Numpy handles multidimensional arrays using ndarray objects, which are fast and flexible big data containers.

2 Introduction to ndarray

NumPy provides an N-dimensional array type, the ndarray,

which describes a collection of “items” of the same type.

NumPy provides an N-dimensional array type ndarray, which describes a collection of "items" of the same type.

Use ndarray for storage:

import numpy as np
# 创建ndarray
score = np.array(
[[80, 89, 86, 67, 79],
[78, 97, 89, 67, 81],
[90, 94, 78, 67, 74],
[91, 91, 90, 67, 69],
[76, 87, 75, 67, 86],
[70, 79, 84, 67, 84],
[94, 92, 93, 67, 64],
[86, 85, 83, 67, 80]])
score

Return results:

array([[80, 89, 86, 67, 79],
[78, 97, 89, 67, 81],
[90, 94, 78, 67, 74],
[91, 91, 90, 67, 69],
[76, 87, 75, 67, 86],
[70, 79, 84, 67, 84],
[94, 92, 93, 67, 64],
[86, 85, 83, 67, 80]])

Question:

One-dimensional arrays can be stored using Python lists, and multi-dimensional arrays can be realized by nesting lists, so why do we need to use Numpy's ndarray?
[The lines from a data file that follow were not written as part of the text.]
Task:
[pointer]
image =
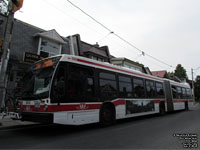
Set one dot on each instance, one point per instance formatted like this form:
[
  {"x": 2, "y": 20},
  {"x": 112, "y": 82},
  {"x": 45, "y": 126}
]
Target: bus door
[
  {"x": 168, "y": 95},
  {"x": 58, "y": 94}
]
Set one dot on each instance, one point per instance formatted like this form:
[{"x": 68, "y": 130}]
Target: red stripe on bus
[
  {"x": 108, "y": 67},
  {"x": 119, "y": 102},
  {"x": 179, "y": 100},
  {"x": 158, "y": 101},
  {"x": 57, "y": 108}
]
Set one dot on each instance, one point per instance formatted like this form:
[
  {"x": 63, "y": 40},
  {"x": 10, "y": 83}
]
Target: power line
[{"x": 121, "y": 38}]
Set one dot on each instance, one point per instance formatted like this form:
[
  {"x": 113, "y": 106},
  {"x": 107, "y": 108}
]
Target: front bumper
[{"x": 37, "y": 117}]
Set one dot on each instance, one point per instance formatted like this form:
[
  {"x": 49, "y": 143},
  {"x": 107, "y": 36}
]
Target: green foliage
[
  {"x": 197, "y": 89},
  {"x": 180, "y": 72}
]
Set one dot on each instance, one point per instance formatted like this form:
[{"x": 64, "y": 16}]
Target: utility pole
[
  {"x": 193, "y": 85},
  {"x": 13, "y": 6},
  {"x": 5, "y": 47}
]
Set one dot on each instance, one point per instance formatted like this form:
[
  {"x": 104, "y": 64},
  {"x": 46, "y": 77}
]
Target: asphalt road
[{"x": 149, "y": 132}]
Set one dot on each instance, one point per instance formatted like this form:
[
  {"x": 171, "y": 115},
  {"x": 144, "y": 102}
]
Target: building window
[
  {"x": 48, "y": 48},
  {"x": 97, "y": 58}
]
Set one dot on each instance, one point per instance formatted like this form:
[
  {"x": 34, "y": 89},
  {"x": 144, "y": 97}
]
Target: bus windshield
[{"x": 38, "y": 84}]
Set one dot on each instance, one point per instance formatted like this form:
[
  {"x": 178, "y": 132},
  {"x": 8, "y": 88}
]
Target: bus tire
[
  {"x": 107, "y": 115},
  {"x": 162, "y": 110},
  {"x": 186, "y": 106}
]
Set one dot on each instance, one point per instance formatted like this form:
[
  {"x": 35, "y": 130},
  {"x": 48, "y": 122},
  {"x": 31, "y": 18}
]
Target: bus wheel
[
  {"x": 107, "y": 116},
  {"x": 162, "y": 109},
  {"x": 186, "y": 106}
]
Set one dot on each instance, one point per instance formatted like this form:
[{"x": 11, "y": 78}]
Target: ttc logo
[{"x": 82, "y": 106}]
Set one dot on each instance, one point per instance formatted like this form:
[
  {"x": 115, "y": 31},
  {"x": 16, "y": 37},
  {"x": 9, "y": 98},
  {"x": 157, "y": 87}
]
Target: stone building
[{"x": 30, "y": 43}]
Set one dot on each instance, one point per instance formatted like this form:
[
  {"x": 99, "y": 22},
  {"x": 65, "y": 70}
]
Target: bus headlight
[{"x": 45, "y": 107}]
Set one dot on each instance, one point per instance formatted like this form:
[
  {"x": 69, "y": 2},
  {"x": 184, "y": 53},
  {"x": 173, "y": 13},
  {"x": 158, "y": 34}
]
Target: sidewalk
[{"x": 8, "y": 122}]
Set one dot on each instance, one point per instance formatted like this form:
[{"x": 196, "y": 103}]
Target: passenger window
[
  {"x": 125, "y": 87},
  {"x": 179, "y": 92},
  {"x": 58, "y": 86},
  {"x": 108, "y": 86},
  {"x": 159, "y": 90},
  {"x": 174, "y": 91},
  {"x": 184, "y": 93},
  {"x": 80, "y": 84},
  {"x": 150, "y": 89}
]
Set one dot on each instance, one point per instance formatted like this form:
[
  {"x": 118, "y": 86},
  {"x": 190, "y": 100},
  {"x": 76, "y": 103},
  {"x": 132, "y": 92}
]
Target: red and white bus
[{"x": 73, "y": 90}]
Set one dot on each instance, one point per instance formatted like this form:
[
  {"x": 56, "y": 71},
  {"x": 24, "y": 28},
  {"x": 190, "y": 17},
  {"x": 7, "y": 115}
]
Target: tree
[
  {"x": 180, "y": 72},
  {"x": 197, "y": 89}
]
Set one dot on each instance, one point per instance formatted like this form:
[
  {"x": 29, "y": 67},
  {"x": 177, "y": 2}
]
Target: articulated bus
[{"x": 73, "y": 90}]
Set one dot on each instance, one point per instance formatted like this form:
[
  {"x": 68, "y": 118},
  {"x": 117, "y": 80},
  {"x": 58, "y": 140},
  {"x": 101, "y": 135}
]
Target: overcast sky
[{"x": 166, "y": 29}]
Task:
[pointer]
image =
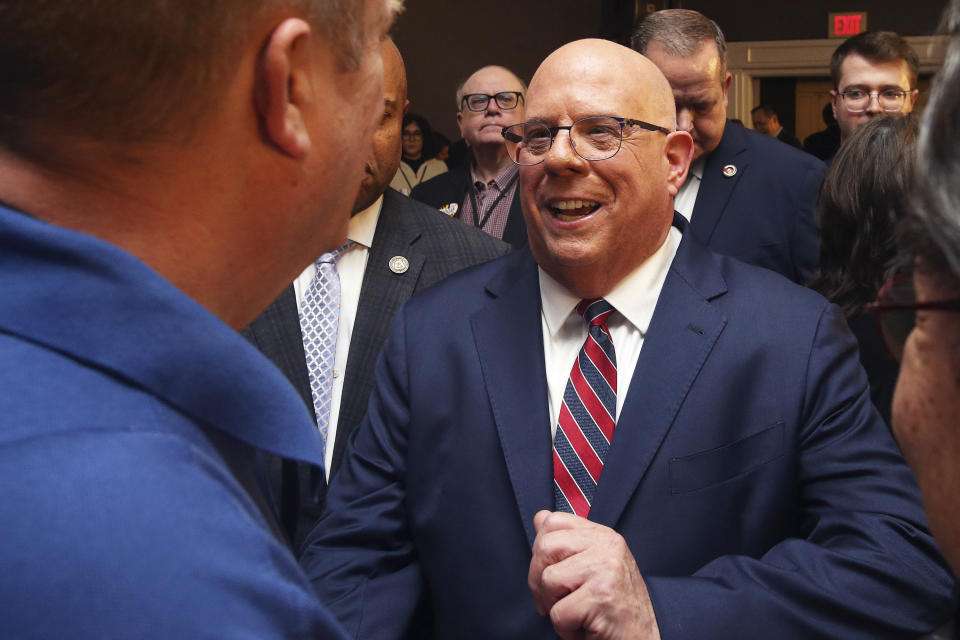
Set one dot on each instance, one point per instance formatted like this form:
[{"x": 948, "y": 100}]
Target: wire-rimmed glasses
[
  {"x": 895, "y": 312},
  {"x": 593, "y": 138},
  {"x": 858, "y": 100},
  {"x": 506, "y": 100}
]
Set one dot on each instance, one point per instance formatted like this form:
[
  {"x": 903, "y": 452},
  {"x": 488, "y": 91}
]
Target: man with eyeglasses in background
[
  {"x": 874, "y": 74},
  {"x": 617, "y": 433},
  {"x": 483, "y": 193}
]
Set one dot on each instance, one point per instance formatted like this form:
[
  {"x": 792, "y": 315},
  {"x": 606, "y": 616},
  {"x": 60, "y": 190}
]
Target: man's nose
[{"x": 562, "y": 156}]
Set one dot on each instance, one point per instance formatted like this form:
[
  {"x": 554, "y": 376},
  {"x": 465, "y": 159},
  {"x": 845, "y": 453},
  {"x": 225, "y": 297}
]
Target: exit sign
[{"x": 844, "y": 25}]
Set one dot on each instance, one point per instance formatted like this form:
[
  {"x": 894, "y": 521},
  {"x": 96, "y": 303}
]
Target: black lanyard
[{"x": 480, "y": 223}]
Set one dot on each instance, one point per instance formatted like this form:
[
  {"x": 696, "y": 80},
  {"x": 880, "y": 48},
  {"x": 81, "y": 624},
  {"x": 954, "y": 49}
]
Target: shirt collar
[
  {"x": 501, "y": 180},
  {"x": 635, "y": 297},
  {"x": 363, "y": 226}
]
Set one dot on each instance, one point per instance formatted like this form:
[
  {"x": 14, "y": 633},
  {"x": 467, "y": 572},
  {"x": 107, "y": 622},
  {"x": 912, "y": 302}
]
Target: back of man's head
[
  {"x": 681, "y": 32},
  {"x": 130, "y": 72},
  {"x": 875, "y": 47}
]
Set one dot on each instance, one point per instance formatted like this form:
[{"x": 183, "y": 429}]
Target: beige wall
[{"x": 442, "y": 42}]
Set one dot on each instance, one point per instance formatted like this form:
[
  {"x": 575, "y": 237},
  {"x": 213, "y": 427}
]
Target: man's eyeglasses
[
  {"x": 593, "y": 138},
  {"x": 895, "y": 312},
  {"x": 506, "y": 100},
  {"x": 857, "y": 100}
]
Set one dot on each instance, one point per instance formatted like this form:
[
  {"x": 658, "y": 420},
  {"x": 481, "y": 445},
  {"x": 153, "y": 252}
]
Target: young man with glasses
[
  {"x": 619, "y": 433},
  {"x": 874, "y": 74},
  {"x": 483, "y": 193}
]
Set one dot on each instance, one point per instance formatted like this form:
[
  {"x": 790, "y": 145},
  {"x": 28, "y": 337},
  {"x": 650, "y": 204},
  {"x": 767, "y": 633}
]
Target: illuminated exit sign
[{"x": 844, "y": 25}]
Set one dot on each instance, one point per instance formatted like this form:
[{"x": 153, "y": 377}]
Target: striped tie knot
[
  {"x": 595, "y": 311},
  {"x": 333, "y": 256}
]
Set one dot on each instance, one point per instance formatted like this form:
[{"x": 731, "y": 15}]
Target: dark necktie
[{"x": 587, "y": 415}]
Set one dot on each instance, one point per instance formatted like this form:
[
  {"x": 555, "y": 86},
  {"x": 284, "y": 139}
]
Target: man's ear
[
  {"x": 282, "y": 87},
  {"x": 679, "y": 153},
  {"x": 727, "y": 81}
]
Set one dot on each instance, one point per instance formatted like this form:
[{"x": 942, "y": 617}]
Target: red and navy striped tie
[{"x": 587, "y": 415}]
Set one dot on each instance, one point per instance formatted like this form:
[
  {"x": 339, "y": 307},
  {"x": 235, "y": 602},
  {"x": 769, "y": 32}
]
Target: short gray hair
[
  {"x": 937, "y": 202},
  {"x": 134, "y": 71},
  {"x": 681, "y": 32}
]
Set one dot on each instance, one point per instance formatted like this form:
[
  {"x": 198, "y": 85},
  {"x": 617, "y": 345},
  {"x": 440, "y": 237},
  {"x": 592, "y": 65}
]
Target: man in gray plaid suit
[{"x": 397, "y": 246}]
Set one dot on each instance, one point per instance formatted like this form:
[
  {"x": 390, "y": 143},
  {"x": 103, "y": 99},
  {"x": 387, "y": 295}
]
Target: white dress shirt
[
  {"x": 687, "y": 196},
  {"x": 565, "y": 330},
  {"x": 350, "y": 268}
]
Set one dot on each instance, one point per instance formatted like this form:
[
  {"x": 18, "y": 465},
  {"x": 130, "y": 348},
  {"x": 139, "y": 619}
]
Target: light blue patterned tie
[{"x": 319, "y": 319}]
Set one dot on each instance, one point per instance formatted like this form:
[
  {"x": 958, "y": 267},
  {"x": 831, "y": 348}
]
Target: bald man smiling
[{"x": 616, "y": 433}]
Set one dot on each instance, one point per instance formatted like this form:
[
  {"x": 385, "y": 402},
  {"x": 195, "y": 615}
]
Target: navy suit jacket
[
  {"x": 750, "y": 475},
  {"x": 763, "y": 213},
  {"x": 434, "y": 247},
  {"x": 451, "y": 188}
]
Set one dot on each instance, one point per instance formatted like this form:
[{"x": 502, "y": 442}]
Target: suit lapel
[
  {"x": 381, "y": 294},
  {"x": 276, "y": 333},
  {"x": 509, "y": 343},
  {"x": 716, "y": 187},
  {"x": 682, "y": 333}
]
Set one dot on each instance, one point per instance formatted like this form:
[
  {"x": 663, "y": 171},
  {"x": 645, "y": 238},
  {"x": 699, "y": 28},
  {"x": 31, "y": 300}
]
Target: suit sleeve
[
  {"x": 360, "y": 557},
  {"x": 863, "y": 566}
]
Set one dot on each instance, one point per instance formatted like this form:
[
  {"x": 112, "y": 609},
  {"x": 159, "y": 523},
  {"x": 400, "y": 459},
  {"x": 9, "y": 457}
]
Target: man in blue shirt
[{"x": 156, "y": 168}]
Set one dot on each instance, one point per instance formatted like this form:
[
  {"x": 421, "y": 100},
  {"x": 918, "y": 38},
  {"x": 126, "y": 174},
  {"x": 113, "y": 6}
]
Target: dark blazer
[
  {"x": 435, "y": 247},
  {"x": 750, "y": 475},
  {"x": 450, "y": 188},
  {"x": 762, "y": 213}
]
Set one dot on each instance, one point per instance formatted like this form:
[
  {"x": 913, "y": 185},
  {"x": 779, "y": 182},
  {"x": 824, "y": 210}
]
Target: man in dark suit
[
  {"x": 408, "y": 246},
  {"x": 707, "y": 464},
  {"x": 746, "y": 196},
  {"x": 483, "y": 191}
]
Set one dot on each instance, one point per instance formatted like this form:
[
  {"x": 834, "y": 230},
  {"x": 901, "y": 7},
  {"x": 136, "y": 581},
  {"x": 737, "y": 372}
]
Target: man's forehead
[
  {"x": 859, "y": 71},
  {"x": 492, "y": 79}
]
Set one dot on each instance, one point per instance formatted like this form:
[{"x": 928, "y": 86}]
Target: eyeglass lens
[
  {"x": 857, "y": 100},
  {"x": 505, "y": 100},
  {"x": 594, "y": 138}
]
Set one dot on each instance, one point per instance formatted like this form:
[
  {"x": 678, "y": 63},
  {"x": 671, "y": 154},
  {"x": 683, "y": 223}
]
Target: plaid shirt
[{"x": 497, "y": 193}]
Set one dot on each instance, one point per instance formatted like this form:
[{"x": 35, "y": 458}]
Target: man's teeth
[
  {"x": 566, "y": 205},
  {"x": 569, "y": 210}
]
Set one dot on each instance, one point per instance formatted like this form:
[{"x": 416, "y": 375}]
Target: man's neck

3 Comparison of operation efficiency between ndarray and Python native list

Here we experience the benefits of ndarray by running a piece of code

import random
import time
import numpy as np
a = []
for i in range(100000000):
    a.append(random.random())
# 通过%time魔法方法, 查看当前行的代码运行一次所花费的时间
%time sum1=sum(a)
b=np.array(a)
%time sum2=np.sum(b)

The first time shows the time calculated using native Python, and the second content shows the time calculated using numpy:

CPU times: user 852 ms, sys: 262 ms, total: 1.11 s
Wall time: 1.13 s
CPU times: user 133 ms, sys: 653 µs, total: 133 ms
Wall time: 134 ms

From this we see that the calculation speed of ndarray is much faster, saving time.

The biggest feature of machine learning is a large amount of data operations. If there is no fast solution, then python may not be able to achieve good results in the field of machine learning.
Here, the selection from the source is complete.